Personal information
- Full name: Mohammad Ilyas Mahmood
- Born: 19 March 1946 Lahore, Punjab Province, British India
- Died: 12 January 2026 (aged 79) Lahore, Punjab, Pakistan
- Batting: Right-handed
- Bowling: Legbreak
- Relations: Nazar Mohammad (uncle) Feroz Nizami (uncle) Mudassar Nazar (cousin) Imran Farhat (son-in-law)

International information
- National side: Pakistan;
- Test debut (cap 49): 4 December 1964 v Australia
- Last Test: 28 February 1969 v England

Career statistics
| Competition | Test | First-class |
| Matches | 10 | 82 |
| Runs scored | 441 | 4,607 |
| Batting average | 23.21 | 35.71 |
| 100s/50s | 1/2 | 12/13 |
| Top score | 126 | 154 |
| Balls bowled | 84 | 1643 |
| Wickets | 0 | 53 |
| Bowling average | – | 31.00 |
| 5 wickets in innings | – | 3 |
| 10 wickets in match | – | 0 |
| Best bowling | – | 6/66 |
| Catches/stumpings | 6/– | 48/– |
- Source: Cricinfo, 5 November 2021

= Mohammad Ilyas (cricketer) =

Pakistani cricketer (1946–2026)

Mohammad Ilyas Mahmood (19 March 1946 – 12 January 2026) was a Pakistani cricketer who played in ten Test matches between 1964 and 1969.

==Cricket career==
Ilyas was an opening batsman and occasional leg-spin bowler. He played first-class cricket in Pakistan from 1961 to 1972. He scored 126 in the Third Test against New Zealand in Karachi in April 1965, when Pakistan needed 202 to win in five and half hours, and reached the target with a session to spare for the loss of only two wickets. His highest first-class score came in December 1964 against South Australia, when he scored 154.

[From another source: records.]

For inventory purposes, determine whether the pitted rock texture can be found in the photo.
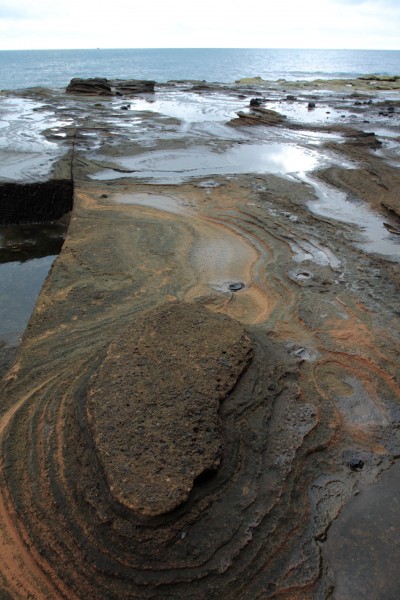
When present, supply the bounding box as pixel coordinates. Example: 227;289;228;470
87;303;251;516
66;77;155;96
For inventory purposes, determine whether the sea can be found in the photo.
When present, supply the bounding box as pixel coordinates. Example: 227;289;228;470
0;48;400;90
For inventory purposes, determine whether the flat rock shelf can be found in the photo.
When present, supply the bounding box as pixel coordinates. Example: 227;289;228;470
0;80;400;600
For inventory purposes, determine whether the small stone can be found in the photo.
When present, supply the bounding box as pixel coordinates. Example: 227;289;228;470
348;458;364;471
229;281;244;292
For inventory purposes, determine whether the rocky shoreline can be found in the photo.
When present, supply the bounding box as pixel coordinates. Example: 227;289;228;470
0;78;400;600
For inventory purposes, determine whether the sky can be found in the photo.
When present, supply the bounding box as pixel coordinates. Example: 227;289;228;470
0;0;400;50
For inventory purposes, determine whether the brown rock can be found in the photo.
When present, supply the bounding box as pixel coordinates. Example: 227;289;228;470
87;303;251;516
113;79;156;96
229;106;286;125
66;77;112;96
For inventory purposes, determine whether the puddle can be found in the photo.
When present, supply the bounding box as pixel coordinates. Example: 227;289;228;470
91;143;321;183
0;98;64;182
0;223;66;354
302;176;400;258
326;461;400;600
289;239;341;268
129;91;243;123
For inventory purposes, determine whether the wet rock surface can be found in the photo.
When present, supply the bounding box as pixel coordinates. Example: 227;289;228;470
65;77;156;96
0;79;400;600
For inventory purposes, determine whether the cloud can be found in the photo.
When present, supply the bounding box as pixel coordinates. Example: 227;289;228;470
0;0;400;49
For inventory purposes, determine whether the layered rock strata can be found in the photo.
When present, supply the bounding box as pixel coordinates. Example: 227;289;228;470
0;79;400;600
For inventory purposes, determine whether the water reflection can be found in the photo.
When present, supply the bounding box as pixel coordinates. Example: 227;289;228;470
0;222;67;376
326;462;400;600
92;143;321;183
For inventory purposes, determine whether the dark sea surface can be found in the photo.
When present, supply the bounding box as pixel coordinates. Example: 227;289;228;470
0;48;400;90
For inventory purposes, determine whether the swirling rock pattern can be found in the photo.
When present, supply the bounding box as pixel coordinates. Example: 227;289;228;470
0;82;400;600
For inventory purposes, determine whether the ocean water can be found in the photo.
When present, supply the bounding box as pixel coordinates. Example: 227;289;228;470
0;48;400;90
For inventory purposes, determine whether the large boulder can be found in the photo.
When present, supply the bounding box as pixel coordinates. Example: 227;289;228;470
66;77;113;96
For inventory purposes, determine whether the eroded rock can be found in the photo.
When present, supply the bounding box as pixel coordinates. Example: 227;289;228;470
65;77;112;96
87;303;251;516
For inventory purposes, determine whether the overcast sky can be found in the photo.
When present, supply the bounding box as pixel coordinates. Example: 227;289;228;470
0;0;400;50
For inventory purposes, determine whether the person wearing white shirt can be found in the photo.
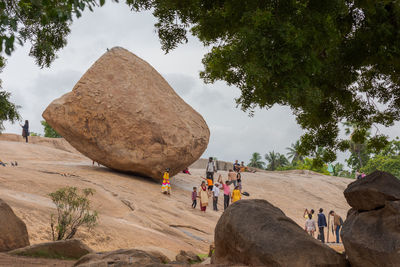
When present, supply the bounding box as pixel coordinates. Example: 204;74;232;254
212;183;219;211
206;157;217;183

He toured Australia a second time with the Pakistan team in 1972–73, but was injured early in the tour and omitted from the team before it left for the New Zealand leg of the tour. At the time he decided to stay in Australia to live, but he later returned to Pakistan. He served for a time as a national selector, but was dismissed in 2011 for allegedly violating the Pakistan Cricket Board's code of conduct.

==Personal life and death==
Ilyas was the father-in-law of Imran Farhat. Nazar Mohammad was his uncle.

Ilyas died from cancer in Lahore, on 12 January 2026, at the age of 79.